第3話 ジュピターの妻はジュピターが居ない間に……
「――と、いう訳で以上が辺境の村の報告になります」
「ああ……ありがとう。本当に助かったよ」
数日ぶりの帝国……皇城の執務室。
流星の騎士ジュピター・スカイは皇室騎士団第二部隊の面々と共に長旅から帰還し、辺境で起きた問題や結果の報告を陛下と宰相に告げていた。
何せ今回の場所は遠かった……
辺境と言うだけあって辿りつくまでに数日、報告を纏めて問題解決や魔獣駆除にまた数日。更に帝国に戻るまでにまた数日……と、復帰早々かなりの時間を費やした。
こちらも早く帰宅したいと逸る気持ちはあれど……辺境で起きた問題があまりに重く、手間取りすぎてしまい結局こんなに遅くなってしまったのだ。
一番面倒だったのは事情聴取だった。
先発として様子を見に行っているはずの部隊長の足取りがとにかく掴めない。部隊長は『月光の騎士』と呼ばれる神出鬼没な変わり者だった。
その噂は帝国中で都市伝説として語られているので、何処かで話が聞けるかもしれない……なので俺からは詳しくは語らないでおこう。語りたくも無い。
「ジュピター、第二部隊への復帰早々面倒な事件の調査で申し訳なかったね」
「ええ……まぁ、事件自体は別に良いのですが」
「うん……皆まで言わなくても分かるよ。久しぶりに戻ってこれたのだからね、今日はもういいよ。後はこちらに任せて、君は早く家に帰ってあげてくれ」
「――はい!!」
流石陛下。俺にまだ聞きたいことは山ほどあっただろう……が、こちらの気持ちを察して話もそこそこに早退を勧めてくれた。
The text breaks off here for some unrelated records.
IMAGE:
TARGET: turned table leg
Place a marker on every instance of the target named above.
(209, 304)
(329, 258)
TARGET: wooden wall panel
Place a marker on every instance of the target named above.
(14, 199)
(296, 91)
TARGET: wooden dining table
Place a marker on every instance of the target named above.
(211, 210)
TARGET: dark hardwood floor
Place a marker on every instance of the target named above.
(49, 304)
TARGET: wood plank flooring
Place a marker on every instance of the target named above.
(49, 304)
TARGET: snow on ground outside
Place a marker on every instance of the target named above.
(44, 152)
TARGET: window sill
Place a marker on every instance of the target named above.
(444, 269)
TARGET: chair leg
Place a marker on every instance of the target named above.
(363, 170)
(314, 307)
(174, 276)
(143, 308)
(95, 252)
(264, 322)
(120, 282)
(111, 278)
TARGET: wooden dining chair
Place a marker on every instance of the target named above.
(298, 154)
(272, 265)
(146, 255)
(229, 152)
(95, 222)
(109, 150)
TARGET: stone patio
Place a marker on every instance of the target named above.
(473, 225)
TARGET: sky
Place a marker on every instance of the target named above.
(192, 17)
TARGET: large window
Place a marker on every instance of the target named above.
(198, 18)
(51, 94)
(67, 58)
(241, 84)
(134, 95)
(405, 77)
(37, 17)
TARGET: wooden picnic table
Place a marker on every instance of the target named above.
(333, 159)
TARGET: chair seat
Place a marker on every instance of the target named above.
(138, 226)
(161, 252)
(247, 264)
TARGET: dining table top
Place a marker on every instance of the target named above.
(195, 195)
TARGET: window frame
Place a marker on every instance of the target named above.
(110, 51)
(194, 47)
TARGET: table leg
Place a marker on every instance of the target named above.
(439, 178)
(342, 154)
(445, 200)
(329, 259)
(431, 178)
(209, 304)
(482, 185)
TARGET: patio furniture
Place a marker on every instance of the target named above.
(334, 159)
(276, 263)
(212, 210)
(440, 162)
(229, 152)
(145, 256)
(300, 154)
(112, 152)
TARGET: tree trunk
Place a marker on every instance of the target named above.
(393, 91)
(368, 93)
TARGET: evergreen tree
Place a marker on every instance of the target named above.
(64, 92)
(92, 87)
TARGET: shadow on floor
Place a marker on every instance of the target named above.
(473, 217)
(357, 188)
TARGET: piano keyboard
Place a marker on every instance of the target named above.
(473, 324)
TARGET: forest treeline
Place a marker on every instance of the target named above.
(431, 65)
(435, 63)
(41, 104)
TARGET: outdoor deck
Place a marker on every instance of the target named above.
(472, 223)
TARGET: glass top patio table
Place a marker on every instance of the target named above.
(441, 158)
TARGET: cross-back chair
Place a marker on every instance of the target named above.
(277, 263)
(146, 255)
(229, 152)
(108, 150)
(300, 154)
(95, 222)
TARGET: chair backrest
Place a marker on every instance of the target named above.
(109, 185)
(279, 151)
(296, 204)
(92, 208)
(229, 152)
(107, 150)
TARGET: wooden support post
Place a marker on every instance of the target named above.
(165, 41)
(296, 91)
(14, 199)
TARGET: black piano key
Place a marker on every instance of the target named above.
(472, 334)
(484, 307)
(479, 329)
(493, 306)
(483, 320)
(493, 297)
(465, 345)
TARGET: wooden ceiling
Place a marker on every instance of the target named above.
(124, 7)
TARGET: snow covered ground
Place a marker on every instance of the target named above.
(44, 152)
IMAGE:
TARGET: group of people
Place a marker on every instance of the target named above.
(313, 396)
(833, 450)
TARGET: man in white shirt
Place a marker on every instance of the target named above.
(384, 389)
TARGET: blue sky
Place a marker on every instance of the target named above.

正直、その分陛下の負担が大きくなるだろうから俺個人的にはもう少し皇城に残って仕事をしていきたい所だったのだが、出発前のマリーちゃんの様子を思うとそうも言ってられなかった。
俺についていくと目に涙を溜めて訴えるマリーちゃん……
涙目で見送る妻を置いていくのは本当に忍びなかった。出来ることなら収納魔法にでも入れてでも連れて行きたいし、片時も離れたくない。
辺境に居るときだって、ずっとマリーちゃんの事だけを考えていた……こちらも禁断症状で頭がおかしくなりそうだった。でも……やっとこの腕でマリーちゃんを抱けるのだ。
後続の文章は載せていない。